Es Alberto López Simón un verdadero estoico. Por la
pasividad en sus formas, por la inexpresividad de sus gestos, pero también por
la honestidad en sus palabras y actos. López Simón encarna a la perfección el
pensamiento estoico del que se impregnó en su formación como torero un tal José
Tomás, matador de Galapagar. Y ambos encarnan como nadie los valores taurómacos
por excelencia: la nobleza y la honradez. Cada cite, cada pase, es un acto de
respeto, del toro respecto al torero a través de noble franqueza, y del torero
respecto al toro, mediante quietud honrada, aunque la espera se eternice,
aunque el miedo se apodere. Miedoso es quien no controla su mente.

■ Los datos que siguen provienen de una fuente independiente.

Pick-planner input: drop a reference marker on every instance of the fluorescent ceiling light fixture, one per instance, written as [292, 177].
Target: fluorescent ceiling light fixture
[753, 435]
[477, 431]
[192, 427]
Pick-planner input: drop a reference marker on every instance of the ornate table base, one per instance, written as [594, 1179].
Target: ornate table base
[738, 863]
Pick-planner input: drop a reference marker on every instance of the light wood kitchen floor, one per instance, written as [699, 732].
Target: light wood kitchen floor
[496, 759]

Ni José
Tomás ni López Simón son miedosos, aunque tengan miedo. Porque es parte de su
estoicismo el mantener los pies en el suelo y asumir un destino ya escrito.
Saber que, si llega la cornada, llegó.
Entre ambos, a pesar de sus similitudes, hay muchas
diferencias. López Simón está muy por encima de José Tomás. Porque mientras que
el de Galapagar tapa sus carencias con arrojo insensato, el de Barajas quiere
torear bien. Y parece que sabe. Sólo un mal lote acaba con su paciencia, y es
ahí cuando llega la exposición sin tapujos del cuerpo, la suerte cargada, la
femoral en la natural trayectoria rectilínea del toro. Si un toro dibuja una
cornada a Alberto, Alberto se quita, porque ser cogido no es su objetivo: es,
en todo caso, el riesgo colateral de la profesión que ejerce, o mejor dicho,
del modo de vida artístico que libremente eligió.

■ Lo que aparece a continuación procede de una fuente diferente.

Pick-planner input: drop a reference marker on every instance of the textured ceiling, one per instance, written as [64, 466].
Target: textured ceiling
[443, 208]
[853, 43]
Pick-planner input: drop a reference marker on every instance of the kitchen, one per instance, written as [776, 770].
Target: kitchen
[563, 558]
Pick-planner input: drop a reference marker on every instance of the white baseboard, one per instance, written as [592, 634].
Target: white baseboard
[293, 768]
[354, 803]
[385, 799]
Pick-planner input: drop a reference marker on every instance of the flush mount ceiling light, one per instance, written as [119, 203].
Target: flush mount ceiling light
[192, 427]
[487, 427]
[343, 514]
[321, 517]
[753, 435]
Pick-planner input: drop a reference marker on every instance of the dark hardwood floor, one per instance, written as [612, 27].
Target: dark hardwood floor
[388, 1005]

Si López Simón se sometiera a la campaña de prensa que tanto
dinero ha dado a José Tomás, ambos describirían una trayectoria con grandes
paralelismos. Pero, mientras que el oscurantismo envolvente de José Tomás ha
engrandecido en exceso su leyenda, con López Simón no haría sino
empequeñecerla. José Tomás no da para más. El mito creado en torno a su
personaje es superior al personaje en sí, y de ahí el perpetuo escondite. López
Simón, en cambio, puede superar el personaje de José Tomás. Puede añadir, al
estoicismo que caracteriza a ambos, una dosis de inteligencia torera, además de
temple y poder en la muleta, cualidades ambas de las que el de Galapagar carece.

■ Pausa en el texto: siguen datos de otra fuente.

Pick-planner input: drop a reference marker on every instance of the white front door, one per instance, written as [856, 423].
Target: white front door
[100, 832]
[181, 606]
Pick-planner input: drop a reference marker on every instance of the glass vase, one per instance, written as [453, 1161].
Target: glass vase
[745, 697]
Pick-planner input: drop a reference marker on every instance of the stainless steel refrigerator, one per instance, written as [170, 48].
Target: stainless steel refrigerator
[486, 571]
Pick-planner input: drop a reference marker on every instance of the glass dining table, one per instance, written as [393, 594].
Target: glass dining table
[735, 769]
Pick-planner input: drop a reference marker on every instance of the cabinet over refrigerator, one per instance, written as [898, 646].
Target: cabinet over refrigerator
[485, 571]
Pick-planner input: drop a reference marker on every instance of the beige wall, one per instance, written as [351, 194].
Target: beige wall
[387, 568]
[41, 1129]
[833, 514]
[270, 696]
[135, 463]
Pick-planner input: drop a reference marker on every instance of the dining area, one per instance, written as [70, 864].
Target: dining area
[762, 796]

Y para ello, Alberto sólo necesita dos cosas: mantenerse en
su sitio, sin dejarse embaucar por el peligroso sector, y la compresión del
aficionado. Ambas complicadísimas. Porque el sector es como un banco lleno de
billetes, y es complicado mostrarse reticente a entrar. Y porque el aficionado,
en ese arrebato de purismo y clasicismo como valores únicos, no entiende el
heroísmo en sí. Se sujeta a la crítica permanente, como si ella fuera la mejor
muestra de calidad de afición. Como si elogiar fuera intrínsecamente
negativo. Como si la crítica empedernida
con cansina constancia fuera capaz de tapar otras carencias.